O Exército brasileiro e as demais Forças Armadas reacionárias creem ser o Poder Moderador e essa é a base ideológica que sustenta toda a sua doutrina. Isso se relaciona com a própria história da “proclamação da república”, quando o Exército deu um golpe e encerrou o Império, que agonizava e enfrentara levantamentos populares, de caráter regional, em todas as províncias importantes, que ameaçavam ruir com a ordem social dos senhores feudais; o Exército propagandeia que, ali, impediu a divisão do País, quando, na realidade, impediu a libertação da Nação brasileira das amarras do atraso latifundiário e da dominação imperialista. Desde então, é da ideologia mesma das Forças Armadas reacionárias a crença de que a “unidade nacional” – na verdade, os interesses das classes dominantes – depende de intervenções militares oportunamente calculadas e bem executadas.
A crise militar, que estourou com Bolsonaro em outubro-novembro de 2022 (mas que começa em 2015, antes de Bolsonaro, com a intervenção constante do Exército reacionário na vida política nacional), demonstra que o alto oficialato e, em especial, o generalato considera que estamos na iminência de um desses momentos em que é “necessária” uma intervenção militar. Mais: a atual crise mostra que toda a conciliação e o apaziguamento que historicamente foram a linha da casta política oficial para lidar com as Forças Armadas golpistas fracassaram rotundamente.

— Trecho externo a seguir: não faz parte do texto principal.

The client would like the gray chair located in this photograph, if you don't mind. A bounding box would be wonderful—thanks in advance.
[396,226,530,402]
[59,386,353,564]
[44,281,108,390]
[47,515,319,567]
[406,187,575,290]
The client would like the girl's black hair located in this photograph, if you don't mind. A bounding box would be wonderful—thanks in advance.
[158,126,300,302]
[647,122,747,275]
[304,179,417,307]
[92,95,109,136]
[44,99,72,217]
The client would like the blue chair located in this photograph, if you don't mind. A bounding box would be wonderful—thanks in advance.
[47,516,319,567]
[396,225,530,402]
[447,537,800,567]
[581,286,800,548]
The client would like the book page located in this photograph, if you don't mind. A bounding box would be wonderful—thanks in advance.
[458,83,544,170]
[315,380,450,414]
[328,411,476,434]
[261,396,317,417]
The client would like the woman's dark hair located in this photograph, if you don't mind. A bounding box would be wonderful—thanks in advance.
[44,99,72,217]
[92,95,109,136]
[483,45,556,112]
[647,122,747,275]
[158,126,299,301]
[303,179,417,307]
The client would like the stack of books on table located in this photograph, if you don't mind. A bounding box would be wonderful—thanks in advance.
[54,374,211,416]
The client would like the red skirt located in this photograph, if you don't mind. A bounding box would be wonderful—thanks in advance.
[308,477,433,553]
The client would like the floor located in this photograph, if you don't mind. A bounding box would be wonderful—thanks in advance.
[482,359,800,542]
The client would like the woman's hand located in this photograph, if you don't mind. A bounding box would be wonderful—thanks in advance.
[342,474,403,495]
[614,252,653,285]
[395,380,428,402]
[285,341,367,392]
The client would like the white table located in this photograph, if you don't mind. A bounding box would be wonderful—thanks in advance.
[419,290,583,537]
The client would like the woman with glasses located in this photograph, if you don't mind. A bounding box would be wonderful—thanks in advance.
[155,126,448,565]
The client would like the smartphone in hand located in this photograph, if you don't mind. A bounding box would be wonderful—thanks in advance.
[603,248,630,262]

Bolsonaro e o bolsonarismo, como fenômeno social, não são um ponto fora da curva. Sua aparição neste momento histórico é comprovação de que fracassou a “anistia ampla, geral e irrestrita” como ápice da política de conciliação no período final do regime militar fascista. Os generais do regime militar e seus asseclas saíram ilesos e, em troca, cederam lugar pacificamente à “democracia”; no entanto, não permitiram nenhuma alteração nos currículos e nos cursos de formação da oficialidade das Forças Armadas, nem tampouco foram retirados de seus altos postos militares, e nem mesmo chegaram a reconhecer que o golpe de 1964 havia sido um golpe. A constituição de 88 é ambígua quanto à possibilidade de uma intervenção militar, mesmo sem permissão das “instituições civis”. O germe golpista, portanto, permaneceu incubado pela política de conciliação. Bastou que a velha democracia acumulasse fracassos em cumprir as suas promessas para que, diante da insatisfação e rebelião das massas, o embrião se desenvolvesse e desse em uma nova crise militar.
Do ponto de vista histórico, não chega, portanto, a ser surpreendente que estejamos novamente frente a um frenesi golpista, que desde a caserna e do alto oficialato, tenha ganhado peso significativo na opinião pública e até mesmo tenha adquirido caráter de massas. O fato de existir um movimento de massas em defesa de um golpe de Estado militar contrarrevolucionário se deve ao fracasso da política de apaziguamento com os golpistas, em primeiro lugar, e ao fracasso da própria velha democracia em cumprir suas promessas – esta última, nada mais é, do que o fracasso da política de conciliação de classes, que tem no PT o maior expoente moderno no País. Longe de serem “sólidas”, como dizem os articulistas dos monopólios de imprensa, as desmoralizadas instituições desta república ficaram dependuradas por um fio, dependentes da deliberação dos generais, que só não deram a voz de comando golpista pelo reiterado veto do Departamento de Estado norte-americano.
Agora, os mesmos erros históricos são cometidos. Em que pese os afastamentos daqueles pegos em flagrante diretamente na conspirata bolsonarista, a cúpula das Forças Armadas, que comprovadamente participou de discussões sobre intervir ou não naquele momento (enquanto de fato tem intervido abertamente, através da chantagem, na vida política nacional desde 2016) segue intocada; mais: agora é agraciada com enormes volumes de verbas públicas e o lugar cativo de não ser incomodada por mudanças drástica de rumos políticos e de sempre ter sua opinião considerada em questões sensíveis e até com primazia.
Se a política de apaziguamento nos conduziu até a crise militar atual, podemos afirmar com convicção: repetindo a mesma receita, os oportunistas e os “democratas” liberais reacionários no governo estão contratando, agora e já, a próxima crise militar, que por se apoiar em contradições acumuladas, tende a ser mais grave e perigosa. É papel dos democratas e lutadores consequentes não só defender palmo a palmo as liberdades e garantias individuais e sociais obtidas com o suor e o sangue das gerações passadas, precisamente contra os gorilas e galinhas verdes que ora ressurgem, como lutar contra essa velha democracia fraudulenta e fracassada, cuja incapacidade de solucionar os problemas de milhões de brasileiros pobres da cidade e do campo, é a causa verdadeira das suas frustrações e das águas turvas onde a extrema-direita navega.
60 anos do golpe de 1964: nem perdoar, nem esquecer!
O golpe de 1964 está na ordem do dia, na medida em que os reflexos da impunidade aos crimes dos gorilas naquele período ressoam ainda hoje em novas investidas, quer golpistas escancaradas, quer como tutela à sociedade. Toda conciliação e apaziguamento resultam em novo fôlego aos golpistas.
A tentativa da falsa esquerda oportunista de “esquecer” o golpe de 1964 é tão errônea e maligna que tem apoio dos próprios gorilas. Quando Luiz Inácio, em entrevista, disse se tratar este assunto de “história” e “coisa do passado”, o general Hamilton Mourão correu para corroborar: “Ele está certo. É história”, afirmou. O mesmo Mourão que, em dezembro de 2018, disse, sim, que um golpe de Estado encabeçado pelas Forças Armadas é constitucional se a situação de caos se instala no País, e que em 1964 era o caso. Alguém tem dúvidas de que esquecer aqueles episódios é exatamente o que querem os golpistas de hoje?
Aos progressistas e democratas, só há uma bandeira a levantar sobre este tema: Nem perdoar, nem esquecer! Abaixo o golpismo!